Do animal communicators really talk to dogs?

Communicating with pets

Fido and I have had two experiences with animal communicators. In one case, the communicator was hardly Dr. Doolittle; but what the other communicator told me had an uncanny fit with issues under discussion in our household.

The first held regular hours at a local pet shop. Fido paid no attention to her. He was searching for the dog biscuit aisle. She told me Fido was too polite to talk about his previous household and really liked the harness I’d bought him because it made him feel like he belonged to someone. Given that he had been rescued from a shelter only a few weeks earlier, this information fit . . . in a way . . . but it could have been said by or about any dog.

When we met with Lydia Hiby earlier this month, it was a different conversation entirely. The 15-minute long session was scheduled through a dog club we belong to.

Two things struck me when we walked in and met Lydia. The first was the warm, comforting energy that radiated from her. The second was her stunning, oceanic, blue green eyes. Fido, who is shy and nearly always aloof from new people, took up his Sphinx pose staring toward the door at the end of his leash with his back to Lydia and me. He gave no indication that anything was happening during our session.

Lydia asked only two questions: how old was Fido and how long had I had him. Without a pause, she started telling me what Fido was communicating:

  • His life could be described first as chaotic and then as peaceful. The lady who had owned him before loved him, but had kids.  The kids weren’t bad but ran around, bounced balls, yelled and were in his face all the time. He really likes the calm peaceful routines of my household, Lydia told me, adding that Fido appreciates it when I step between him and advancing children.

My response: Fido definitely does not like children. He particularly hates little girls around eight or nine years old, For years he also hated balls, especially larger ones. He’s not a sociable dog and seems

  • His joints are feeling better now.

My response: In late August, Fido’s vet had prescribed cosequin when I’d told her how many mornings he woke up walking stiffly and slowly. After nearly two months, the stiffness is gone. But I never mentioned this with Lydia or any of my dog club friends.

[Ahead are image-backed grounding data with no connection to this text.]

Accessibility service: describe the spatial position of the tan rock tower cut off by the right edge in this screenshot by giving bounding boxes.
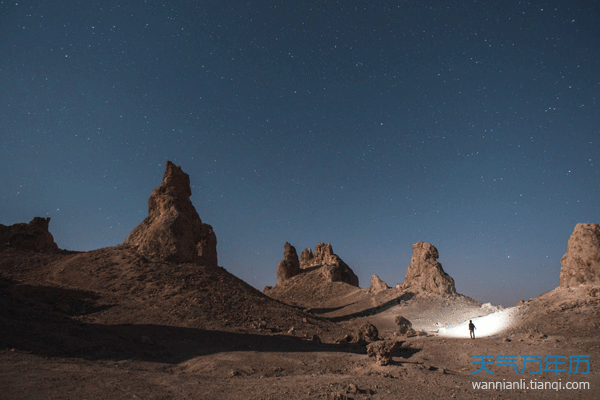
[560,224,600,287]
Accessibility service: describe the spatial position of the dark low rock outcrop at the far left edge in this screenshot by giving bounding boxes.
[0,217,58,252]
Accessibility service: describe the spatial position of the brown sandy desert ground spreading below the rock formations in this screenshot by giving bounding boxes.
[0,249,600,400]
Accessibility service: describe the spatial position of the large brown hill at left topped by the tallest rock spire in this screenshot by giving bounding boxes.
[0,162,333,355]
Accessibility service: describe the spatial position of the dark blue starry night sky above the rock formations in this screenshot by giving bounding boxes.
[0,0,600,306]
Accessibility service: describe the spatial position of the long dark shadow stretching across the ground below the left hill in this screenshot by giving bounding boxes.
[0,277,418,364]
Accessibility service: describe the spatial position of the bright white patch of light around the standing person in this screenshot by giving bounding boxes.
[438,307,518,339]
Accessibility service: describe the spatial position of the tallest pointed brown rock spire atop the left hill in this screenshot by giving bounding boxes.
[124,161,217,265]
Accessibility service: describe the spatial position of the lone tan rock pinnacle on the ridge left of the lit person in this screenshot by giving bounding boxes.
[402,241,456,294]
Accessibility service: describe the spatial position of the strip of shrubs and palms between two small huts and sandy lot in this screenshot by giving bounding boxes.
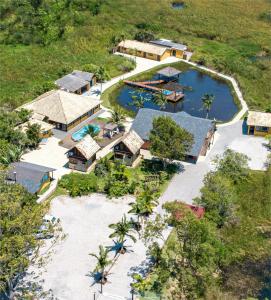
[59,157,177,197]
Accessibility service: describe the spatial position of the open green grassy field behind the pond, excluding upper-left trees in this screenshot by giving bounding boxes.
[0,0,271,110]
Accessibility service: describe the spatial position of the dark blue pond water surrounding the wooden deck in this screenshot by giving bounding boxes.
[117,70,238,122]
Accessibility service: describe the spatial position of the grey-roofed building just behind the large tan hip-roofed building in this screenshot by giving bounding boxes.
[55,70,96,95]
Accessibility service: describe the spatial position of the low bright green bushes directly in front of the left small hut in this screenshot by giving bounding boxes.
[59,173,98,197]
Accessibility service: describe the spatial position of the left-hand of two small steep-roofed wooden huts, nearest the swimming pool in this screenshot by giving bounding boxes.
[68,134,100,172]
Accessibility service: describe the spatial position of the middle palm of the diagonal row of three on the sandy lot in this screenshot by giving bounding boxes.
[108,215,136,254]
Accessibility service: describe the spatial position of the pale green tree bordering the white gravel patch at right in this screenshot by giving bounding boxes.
[214,149,249,183]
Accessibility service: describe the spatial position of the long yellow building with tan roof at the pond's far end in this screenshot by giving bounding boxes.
[117,40,190,61]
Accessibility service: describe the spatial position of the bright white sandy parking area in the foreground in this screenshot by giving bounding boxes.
[24,194,149,300]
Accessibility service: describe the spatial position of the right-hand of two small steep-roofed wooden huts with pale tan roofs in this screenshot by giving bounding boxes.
[114,130,144,166]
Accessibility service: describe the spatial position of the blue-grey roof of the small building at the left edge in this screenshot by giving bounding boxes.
[7,161,55,194]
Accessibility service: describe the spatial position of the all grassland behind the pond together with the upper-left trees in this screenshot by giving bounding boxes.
[0,0,271,110]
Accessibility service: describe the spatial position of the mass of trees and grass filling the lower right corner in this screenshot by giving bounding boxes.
[137,150,271,299]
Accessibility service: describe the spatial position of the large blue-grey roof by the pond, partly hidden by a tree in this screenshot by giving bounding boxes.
[132,108,214,157]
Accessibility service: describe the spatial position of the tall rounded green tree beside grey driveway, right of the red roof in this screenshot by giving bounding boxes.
[194,172,236,228]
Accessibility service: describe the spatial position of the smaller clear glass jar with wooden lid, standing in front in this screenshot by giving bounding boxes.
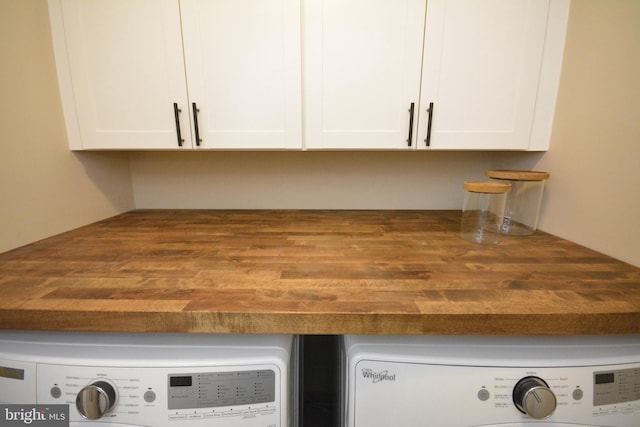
[460,181,511,244]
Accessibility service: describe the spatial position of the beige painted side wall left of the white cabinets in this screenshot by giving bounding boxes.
[0,0,134,252]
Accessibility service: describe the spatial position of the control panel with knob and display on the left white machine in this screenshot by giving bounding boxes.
[25,364,286,427]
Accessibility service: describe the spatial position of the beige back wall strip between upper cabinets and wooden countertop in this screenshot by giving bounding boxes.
[131,152,491,209]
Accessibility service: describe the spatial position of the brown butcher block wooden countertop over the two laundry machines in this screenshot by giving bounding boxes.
[0,210,640,335]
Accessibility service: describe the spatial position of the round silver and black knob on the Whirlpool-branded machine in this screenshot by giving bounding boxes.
[513,377,557,420]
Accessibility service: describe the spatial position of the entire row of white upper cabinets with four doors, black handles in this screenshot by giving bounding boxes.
[49,0,569,150]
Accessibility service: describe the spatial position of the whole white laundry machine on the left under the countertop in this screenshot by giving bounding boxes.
[0,331,298,427]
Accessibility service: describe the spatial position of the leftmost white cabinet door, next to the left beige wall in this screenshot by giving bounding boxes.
[49,0,191,149]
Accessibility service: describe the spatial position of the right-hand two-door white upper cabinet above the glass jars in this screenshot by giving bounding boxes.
[303,0,569,150]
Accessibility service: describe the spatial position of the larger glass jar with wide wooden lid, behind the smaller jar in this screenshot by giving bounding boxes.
[485,170,549,236]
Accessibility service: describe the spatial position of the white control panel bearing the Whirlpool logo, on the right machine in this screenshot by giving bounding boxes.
[347,358,640,427]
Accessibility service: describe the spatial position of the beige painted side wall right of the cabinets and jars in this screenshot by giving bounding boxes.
[495,0,640,266]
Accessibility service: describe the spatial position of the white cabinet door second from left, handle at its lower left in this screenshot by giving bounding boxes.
[181,0,302,149]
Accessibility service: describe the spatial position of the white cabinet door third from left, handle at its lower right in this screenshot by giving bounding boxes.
[303,0,426,149]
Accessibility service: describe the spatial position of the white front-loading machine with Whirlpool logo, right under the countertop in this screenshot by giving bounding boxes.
[341,335,640,427]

  • He’s having some trouble hearing. It’s worse in his left ear.

My response: I had also discussed this with Fido’s vet (but not with Lydia). The vet said that she thought it was partly age and partly a senior dog’s sense of entitlement to ignore what he didn’t care to obey.

  • He wouldn’t mind having a bird in the house.

My response initially was, “Come again?” I’ve never had a desire to keep birds, and Fido had only rarely shown any interest in birds. It took me several days of thinking to wonder if this was his response to conversations I’d had with a friend about whether I should get a second dog as Fido ages. Guess the answer to that is NO. But stated in a totally facing-saving way as only a dog would do.

Lydia asked if there were questions I wanted to ask and I raised the issue of a road trip I’m thinking about and whether Fido should come along or stay at home. According to Lydia, Fido has some concerns about riding in cars, but generally felt he’d rather go than stay.  But if he stayed at home, he’d prefer having someone come in to take care of him than to have to go somewhere like a kennel or a neighbor’s house.

One of the hardest things about understanding animal communication is that there is nothing physically to observe. Lydia, who has been a veterinary technician and worked as an animal communicator for more than 20 years, says on her website that she works by first “asking” the animal what he or she needs to “talk” about.

“This is done by my sending pictures to your pet about what you need to know,” she continues. “”The process continues by your animal companion sending me pictures, emotions and physical sensations. I feel these in my body and then make them into a dialog to give you the answers that you need.  When I do a body scan, I can give you valuable information you can take back to your veterinarian, chiropractor, farrier or trainer.”

I don’t know how this process works. I do know that I can sometimes finish other people’s sentences or know who is calling before I look at caller ID. I certainly believe that communication is more complex than just normal talking.

Did I find the process valuable? Yes, and I would consider doing it again. It was fascinating when things I never mentioned or even thought about came up in Lydia’s report — Fido’s joints feeling better, his hearing being bad or the bird issue. Could you invalidate these issues as interpretations I made after the fact. Of course.

One thing that Lydia can do is a consultation about when it may be time to put a dog to sleep. That could be a useful addition to the decision-making process.

Lydia has written a book called Conversations with Animals and does seminars to teach people to use techniques to communicate with animals or nonverbal people such as people who have had a stroke, are in a coma or are autistic.